For those of us wanting to send money abroad, whether to buy a dream holiday home or to support expat relatives, there are a bewildering array of options.
It can be easy to get lost in the combination of upfront fees and different exchange rates making choosing the best option hard.
Broadly speaking, there are three options for sending cash abroad: a straightforward bank transfer, a high street transfer firm or a specialist foreign exchange broker.
Each option will suit different people depending on what level of protection they want, how soon they need the money to arrive and how much they want to pay. Costs will also differ depending on where in the world your money is being spirited off to.
A number of online options have emerged in the past few years which have levelled the playing field somewhat.

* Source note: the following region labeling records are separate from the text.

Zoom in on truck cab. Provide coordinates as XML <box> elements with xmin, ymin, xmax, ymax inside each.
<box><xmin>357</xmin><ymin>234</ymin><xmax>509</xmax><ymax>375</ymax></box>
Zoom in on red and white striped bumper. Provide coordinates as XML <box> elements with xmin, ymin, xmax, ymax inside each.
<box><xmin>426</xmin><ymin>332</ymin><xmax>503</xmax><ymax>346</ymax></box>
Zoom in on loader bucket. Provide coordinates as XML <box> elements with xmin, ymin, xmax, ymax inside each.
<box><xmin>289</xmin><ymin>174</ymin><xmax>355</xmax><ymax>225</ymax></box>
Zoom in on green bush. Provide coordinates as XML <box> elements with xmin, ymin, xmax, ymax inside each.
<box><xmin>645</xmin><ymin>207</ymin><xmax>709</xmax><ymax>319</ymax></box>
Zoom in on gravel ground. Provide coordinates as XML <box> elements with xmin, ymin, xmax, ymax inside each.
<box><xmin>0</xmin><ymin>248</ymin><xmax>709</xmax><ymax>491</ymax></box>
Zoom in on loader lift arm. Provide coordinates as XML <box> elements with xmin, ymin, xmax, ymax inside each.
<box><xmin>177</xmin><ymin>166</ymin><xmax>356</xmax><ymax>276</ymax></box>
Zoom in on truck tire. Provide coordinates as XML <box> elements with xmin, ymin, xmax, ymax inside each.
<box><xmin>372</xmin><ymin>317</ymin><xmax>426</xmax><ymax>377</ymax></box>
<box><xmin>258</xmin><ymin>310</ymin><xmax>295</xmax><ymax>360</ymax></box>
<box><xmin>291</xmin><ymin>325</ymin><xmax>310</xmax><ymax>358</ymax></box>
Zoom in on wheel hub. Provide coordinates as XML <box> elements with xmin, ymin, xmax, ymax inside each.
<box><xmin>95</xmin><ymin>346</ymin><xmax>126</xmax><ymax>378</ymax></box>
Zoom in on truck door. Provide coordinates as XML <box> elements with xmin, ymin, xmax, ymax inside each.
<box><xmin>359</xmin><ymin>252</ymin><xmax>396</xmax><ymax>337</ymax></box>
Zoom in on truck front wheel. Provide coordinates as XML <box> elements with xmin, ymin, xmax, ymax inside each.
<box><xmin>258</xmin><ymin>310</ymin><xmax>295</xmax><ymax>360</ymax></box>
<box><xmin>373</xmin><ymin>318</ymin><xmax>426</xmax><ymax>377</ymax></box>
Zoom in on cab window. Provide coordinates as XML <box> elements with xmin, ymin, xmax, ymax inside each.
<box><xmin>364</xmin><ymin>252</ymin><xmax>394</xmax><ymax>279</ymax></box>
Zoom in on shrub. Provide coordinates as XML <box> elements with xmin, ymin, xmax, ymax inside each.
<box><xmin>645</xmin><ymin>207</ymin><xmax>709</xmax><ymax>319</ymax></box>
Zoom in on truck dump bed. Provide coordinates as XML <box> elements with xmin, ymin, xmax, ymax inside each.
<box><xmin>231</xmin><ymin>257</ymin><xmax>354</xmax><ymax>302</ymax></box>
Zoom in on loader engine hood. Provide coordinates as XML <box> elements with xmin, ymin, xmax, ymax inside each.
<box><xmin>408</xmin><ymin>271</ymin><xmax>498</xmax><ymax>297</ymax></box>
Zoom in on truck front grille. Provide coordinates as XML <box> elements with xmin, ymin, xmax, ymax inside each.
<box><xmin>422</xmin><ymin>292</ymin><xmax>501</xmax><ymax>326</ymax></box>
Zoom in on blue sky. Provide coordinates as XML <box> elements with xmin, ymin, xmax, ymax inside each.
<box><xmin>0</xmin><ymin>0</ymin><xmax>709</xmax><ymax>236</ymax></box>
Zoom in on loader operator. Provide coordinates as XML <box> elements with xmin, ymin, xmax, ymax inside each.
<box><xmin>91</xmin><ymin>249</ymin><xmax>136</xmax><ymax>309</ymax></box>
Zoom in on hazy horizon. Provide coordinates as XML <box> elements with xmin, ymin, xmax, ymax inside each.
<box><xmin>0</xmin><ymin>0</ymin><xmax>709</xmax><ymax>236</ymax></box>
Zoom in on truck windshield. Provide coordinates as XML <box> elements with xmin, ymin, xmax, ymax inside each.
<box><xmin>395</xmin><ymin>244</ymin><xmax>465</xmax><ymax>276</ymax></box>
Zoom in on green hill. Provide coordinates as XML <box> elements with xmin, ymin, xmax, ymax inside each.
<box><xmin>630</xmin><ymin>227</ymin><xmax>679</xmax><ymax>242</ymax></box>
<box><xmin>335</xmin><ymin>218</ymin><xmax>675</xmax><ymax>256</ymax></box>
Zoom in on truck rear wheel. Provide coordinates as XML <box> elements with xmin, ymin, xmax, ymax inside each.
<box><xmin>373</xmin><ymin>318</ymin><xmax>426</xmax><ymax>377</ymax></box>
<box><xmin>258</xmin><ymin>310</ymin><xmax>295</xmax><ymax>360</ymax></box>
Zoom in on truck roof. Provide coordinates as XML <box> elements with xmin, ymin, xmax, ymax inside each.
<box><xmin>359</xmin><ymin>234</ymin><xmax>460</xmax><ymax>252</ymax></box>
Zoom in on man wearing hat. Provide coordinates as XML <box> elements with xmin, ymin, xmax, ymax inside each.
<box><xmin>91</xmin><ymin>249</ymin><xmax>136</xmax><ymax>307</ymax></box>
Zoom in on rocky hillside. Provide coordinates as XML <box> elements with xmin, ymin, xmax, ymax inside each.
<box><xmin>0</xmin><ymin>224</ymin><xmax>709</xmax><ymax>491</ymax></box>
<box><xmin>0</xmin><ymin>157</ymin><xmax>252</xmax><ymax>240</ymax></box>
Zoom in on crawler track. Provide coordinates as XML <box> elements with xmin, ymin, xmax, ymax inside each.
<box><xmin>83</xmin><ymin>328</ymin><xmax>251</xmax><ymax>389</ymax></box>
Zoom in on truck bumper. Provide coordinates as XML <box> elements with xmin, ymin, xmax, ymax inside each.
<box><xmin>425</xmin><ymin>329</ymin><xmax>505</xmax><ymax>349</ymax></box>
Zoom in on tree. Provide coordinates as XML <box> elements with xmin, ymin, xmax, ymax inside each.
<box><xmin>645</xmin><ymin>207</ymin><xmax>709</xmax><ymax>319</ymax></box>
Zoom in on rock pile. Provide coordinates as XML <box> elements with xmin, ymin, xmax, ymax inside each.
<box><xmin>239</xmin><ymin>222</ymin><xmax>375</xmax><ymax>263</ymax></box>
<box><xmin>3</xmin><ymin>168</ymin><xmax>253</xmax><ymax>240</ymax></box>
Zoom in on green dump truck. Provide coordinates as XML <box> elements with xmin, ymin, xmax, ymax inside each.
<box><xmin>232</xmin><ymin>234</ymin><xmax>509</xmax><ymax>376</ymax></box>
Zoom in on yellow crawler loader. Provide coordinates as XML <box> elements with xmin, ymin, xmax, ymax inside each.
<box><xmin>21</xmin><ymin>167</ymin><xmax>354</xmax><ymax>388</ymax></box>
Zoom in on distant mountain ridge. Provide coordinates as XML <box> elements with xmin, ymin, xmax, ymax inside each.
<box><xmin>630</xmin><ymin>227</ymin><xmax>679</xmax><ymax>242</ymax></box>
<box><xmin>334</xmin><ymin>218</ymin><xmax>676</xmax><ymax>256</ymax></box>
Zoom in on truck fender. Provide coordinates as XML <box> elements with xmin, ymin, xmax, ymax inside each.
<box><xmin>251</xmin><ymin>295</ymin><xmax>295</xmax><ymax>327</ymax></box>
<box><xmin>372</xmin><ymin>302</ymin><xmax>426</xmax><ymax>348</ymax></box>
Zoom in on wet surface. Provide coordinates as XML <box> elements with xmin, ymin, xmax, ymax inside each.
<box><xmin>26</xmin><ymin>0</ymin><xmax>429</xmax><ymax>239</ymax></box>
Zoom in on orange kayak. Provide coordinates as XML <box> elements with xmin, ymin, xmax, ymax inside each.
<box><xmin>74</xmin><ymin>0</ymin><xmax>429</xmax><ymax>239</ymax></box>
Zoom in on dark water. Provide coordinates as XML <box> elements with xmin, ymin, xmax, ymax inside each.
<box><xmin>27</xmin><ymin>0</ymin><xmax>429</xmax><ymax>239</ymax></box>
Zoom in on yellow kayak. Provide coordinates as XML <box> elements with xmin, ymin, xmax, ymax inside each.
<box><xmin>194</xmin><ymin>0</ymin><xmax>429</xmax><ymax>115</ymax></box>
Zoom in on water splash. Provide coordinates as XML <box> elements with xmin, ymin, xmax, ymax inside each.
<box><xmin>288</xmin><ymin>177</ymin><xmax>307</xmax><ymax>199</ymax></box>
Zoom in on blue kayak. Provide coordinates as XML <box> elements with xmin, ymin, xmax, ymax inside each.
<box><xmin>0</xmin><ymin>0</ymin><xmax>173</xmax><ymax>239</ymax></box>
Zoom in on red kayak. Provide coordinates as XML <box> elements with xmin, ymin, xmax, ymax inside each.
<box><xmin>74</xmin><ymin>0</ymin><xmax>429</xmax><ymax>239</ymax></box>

I value the safety of my money
For those who are cautious about losing their money should anything go wrong with the transfer – or if the transfer firm should go bust – then sending money with your bank or building society is by far the most reliable option.
While unlikely to be the cheapest in terms of fees, or to offer the best exchange rate, all deposits in a British bank are covered by the Financial Services Compensation Scheme up to a value of £85,000. This means that, should your bank go under, you would get your money back up to this limit.
Other options, like brokers or transfer firms, may offer some protection but will not be covered by this cast-iron guarantee.
However, in addition to any fees your bank might charge, the exchange rate will be set in-house and is unlikely to be the best available.
Therefore the cost of the transaction is likely to be high, and either you will pay more or the person receiving the money will not have as many dollars, euros, yen or whatever currency you are sending left as they would have had you used another method.
Some banks operate fee-free foreign transfers – HSBC’s Premier and Advance accounts for example – but usually both the sending and receiving party will have to hold the same account.
I want the money to arrive quickly
If speed is most important then you could still be best served by your bank. Many transfers today, even international ones, happen within hours – although some take as long as four to six days, according to the Money Advice Service.
Generally the best option for a speedy transfer will be a high-street transfer firm like Western Union or Moneygram. This will be easy to set up, often involving only one form, and transfer will be quick with the recipient usually able to collect the money instantly.
For small amounts though, the fees can be very high. For example, Western Union currently charges a fee of £20 for sending money to Tonga.
Another option is an online service like Transferwise. These often come with very small fees but some services can take a few days to process a transfer – others are instant. You will, of course, require an internet connection.
It’s also worth noting there are fewer protections available for people using these services – they are not covered by the FSCS.
All such services based in the UK need to be either “registered” or “authorised” by the Financial Conduct Authority. An authorised firm must keep your money separated from its own accounts, meaning should it go bust your money should be recoverable. Registered firms do not need to do this, which lessens the protection significantly.
You can check a firm’s status on the FCA website, although its absence from the list could mean it is regulated in another country.
I want to send large amounts
The larger the amount of money you want to send, the more likely it is you will be charged a poor rate by your bank or building society. The best option for sending sums greater than £3,000 abroad is likely to be a foreign exchange broker.
These firms, some examples of which are Caxton FX, FairFX, MoneyCorp and World First, will often charge no fees at all on sums above this level.
As they are specialists, these firms will usually be able to offer the best exchange rates available, but you will have to open an account, which could take as long as a few days.